Do I Need a Physical Location for a 101 Mobility Franchise?
In the world of mobility and accessibility solutions, dealer responsiveness is key. And the best way to ensure a quick response time is for a dealer to have, at their fingertips, whatever a customer needs — ready to be installed.
In the time it takes to order equipment and wait for it to arrive, a mobility and accessibility business could lose the customer to a competitor, or, worse, the customer could go days without a solution that is critical for their quality of life. The smarter play for a franchise owner is to stock a well-planned inventory from which to dispatch equipment for installation quickly.
For this reason, 101 Mobility requires its franchisees to have a brick-and-mortar warehouse-type facility in a given locality or territory as part of its business model.
It’s All About the Install
“The key to our business is the installation,” says Mike Gardner, franchise development manager at 101 Mobility, one of the largest dealers of mobility and accessibility solutions in the United States. “We could be compared to an HVAC dealer. If you call an HVAC business, and you need a new furnace by tomorrow, you’re looking for somebody who can be responsive.” 101 Mobility executes a prompt response to customer needs for stairlifts, auto lifts, ramps, mobility scooters, vertical platform lifts, elevators, and more.
Having a local warehouse, stocked with the products and solutions to meet customers’ needs, can mean the difference between making the sale and helping someone with a life-changing solution right away, or not.
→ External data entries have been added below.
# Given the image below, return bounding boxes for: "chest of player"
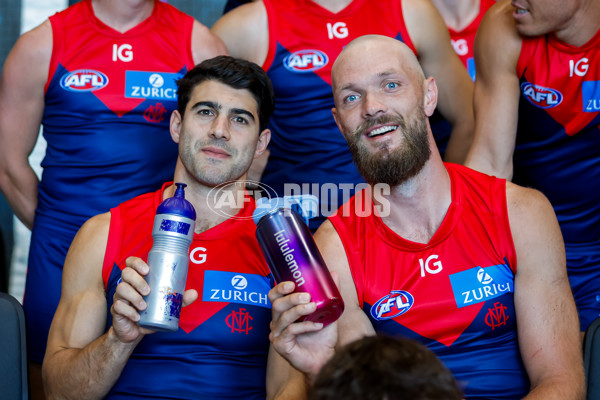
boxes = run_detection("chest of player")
[518,37,600,136]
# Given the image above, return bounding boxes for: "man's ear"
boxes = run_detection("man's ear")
[254,128,271,158]
[170,110,182,143]
[423,77,438,117]
[332,107,343,134]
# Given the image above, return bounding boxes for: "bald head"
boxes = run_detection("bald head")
[332,35,425,97]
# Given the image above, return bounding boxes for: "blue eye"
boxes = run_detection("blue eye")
[345,94,358,103]
[385,82,399,89]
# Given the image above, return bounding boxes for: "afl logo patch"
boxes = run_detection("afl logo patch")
[283,49,328,72]
[60,69,109,92]
[371,290,414,320]
[521,82,563,109]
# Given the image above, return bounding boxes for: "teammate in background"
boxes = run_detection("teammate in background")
[465,0,600,332]
[212,0,474,229]
[310,335,463,400]
[0,0,226,397]
[43,56,305,399]
[223,0,256,14]
[431,0,496,80]
[268,35,585,399]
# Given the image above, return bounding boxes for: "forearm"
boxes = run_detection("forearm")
[523,378,585,400]
[44,327,140,400]
[0,164,38,229]
[443,121,474,165]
“We’re the largest dealer network in this industry,” Gardner says. The breadth of products 101 Mobility offers and keeps on hand in local or territorial warehouses, which range from 2,500 to 3,500 square feet (including both office and warehouse space), is one of the brand’s key differentiators, and allows franchisees to quickly supply the right quality equipment to meet a customer’s needs.
Having a physical location is what gives 101 Mobility and its franchisees an edge over independent “mom and pop” stores or suppliers and companies that only exist online.
As in the case of an HVAC dealer, many customers never see mobility and accessibility equipment before the installation technician — who, in the case of 101 Mobility, is trained and certified by the company — arrives to install it. But sometimes customers do want to check out the products first. Gardner advises that the warehouse and office facility should have at least some showroom space in its footprint.
101 Mobility supplies franchise owners with best-practice information on what type of building or space to look for. And, although the brand does not provide direct assistance in finding the right location, franchisees are required to submit sites for approval before signing a lease.
Visibility considerations can extend to the exterior as well. In the past, Gardner says, 101 Mobility would set up locations in light industrial areas, putting little emphasis on the visibility factor. But they have since discovered that being seen can be important.
“In the last few years,” Gardner says, “a large percentage of franchise owners have been opening locations with storefronts that are often visible from the street, such as where a carpet company or furniture store had been, and they have definitely seen the positive effect this can have on their business.”